Life is all about setting a series of goals. Your parents set the first ones, based on their hopes and dreams for you as you grow up. Sometimes lofty and most often nothing you’d aspire to simply to please them. I suppose it’s all about wanting for you what they wanted for themselves. Almost like vicarious living. I can see it now that I am a mother myself. However, I decided, through my own experience, to let go of setting any kind of rigid goals for my child. I simply want her to do what makes her happy. When she wakes up each morning, I want her to be excited to greet the day and enjoy whatever it is she chooses to do to earn her living.
I feel like I have bumped career walls for most of my life. I remember writing an essay on becoming an Interior Designer. I also remember another essay on being a travel consultant. And another about being a doctor. And yet another about performing as a drummer – even though classical piano was my gift.
So truly – did I know what I wanted to do? I don’t think so. Over the years I have earned a good living as an Interior Designer – most likely because I am good at it and did enjoy it. Stepping out of my career for this length of time does me no favors should I decide I ever want to practice again. My mentor and biggest fan has sadly passed and my other mentor just retired. And truly, my life experience at the present time suggests it isn’t something I want to step back into. The doors have opened to other ideas and being the idea person I am, I am busy exploring them.
I am a really active advocator. But it doesn’t pay me the money I need to survive. The people I work for are absolutely amazing. I really am blessed to be connected to such amazing people. But none of it all pays my bills. I feel like I need to find just the right paying niche where I rise every morning knowing that I am getting compensated as much as the energy and passion I put into my work. Really that is what is an equal exchange to me. You get the very best I have to give which is simply amazing. You’d never be disappointed. And I get paid exactly what I need to live nicely like you do, be able to give back and finally save enough to retire. Seems simple to this loyal and dedicated girl with a big heart.
Well – I am exploring a couple of options. And we’ll see what becomes of them. Until then, I will continue to advocate for what I know is right and fight the good fight. The hamster wheel keeps on turning and somehow I feel like it is never safe to jump off. Maybe someday. I will add it to my prayers tonight. And blog about it some more later. My mind is weary.
2 comments:
And there is a very handsome living to be made for advocating. You have the skills and the personality to draw people close so they will listen. I have seen time and again the panel of "talking heads" on TV debating something or other. Certainly not where you'd want to begin and end your identity, but it's a vehicle for folks to know who Wendy is and what she is fighting for. No?

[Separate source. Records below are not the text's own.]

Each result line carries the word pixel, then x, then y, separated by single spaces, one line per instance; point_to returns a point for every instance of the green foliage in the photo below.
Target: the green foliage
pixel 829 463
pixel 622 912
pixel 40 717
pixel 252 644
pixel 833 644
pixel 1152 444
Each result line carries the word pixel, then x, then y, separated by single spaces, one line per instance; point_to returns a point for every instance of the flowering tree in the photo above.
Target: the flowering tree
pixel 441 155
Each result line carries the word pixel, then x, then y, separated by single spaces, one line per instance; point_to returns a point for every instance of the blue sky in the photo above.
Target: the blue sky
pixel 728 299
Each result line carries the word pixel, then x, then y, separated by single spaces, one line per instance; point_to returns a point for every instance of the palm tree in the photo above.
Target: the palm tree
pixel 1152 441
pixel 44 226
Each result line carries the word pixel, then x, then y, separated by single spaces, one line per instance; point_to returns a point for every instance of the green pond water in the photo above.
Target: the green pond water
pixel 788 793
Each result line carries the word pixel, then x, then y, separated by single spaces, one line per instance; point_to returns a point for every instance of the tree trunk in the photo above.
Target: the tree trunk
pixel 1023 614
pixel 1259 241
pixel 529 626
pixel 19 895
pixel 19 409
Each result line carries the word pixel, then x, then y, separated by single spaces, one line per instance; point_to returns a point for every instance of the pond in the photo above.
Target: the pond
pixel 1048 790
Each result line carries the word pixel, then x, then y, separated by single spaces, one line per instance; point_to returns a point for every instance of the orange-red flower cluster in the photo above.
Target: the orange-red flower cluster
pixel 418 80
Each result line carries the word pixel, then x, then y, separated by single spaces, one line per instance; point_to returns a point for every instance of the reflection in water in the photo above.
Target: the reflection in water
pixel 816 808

I suppose that is one possibility. Sometimes I can have too much passion and would rather tether it back much in the same vein as MLK did. A calm and compassionate voice for justice and change. I need to find the proper venue and keep at this to build it all strong enough to stand on it's own two feet. Money gets in the way of continuing good programs. The key is finding the right people willing to earmark funds to support these programs and I need to find that voice who isn't afraid to step out of their comfort zone and do the asks. It will come. The more passionately involved I become, the more will be drawn to my cause. Almost like a snowball down the highest hill.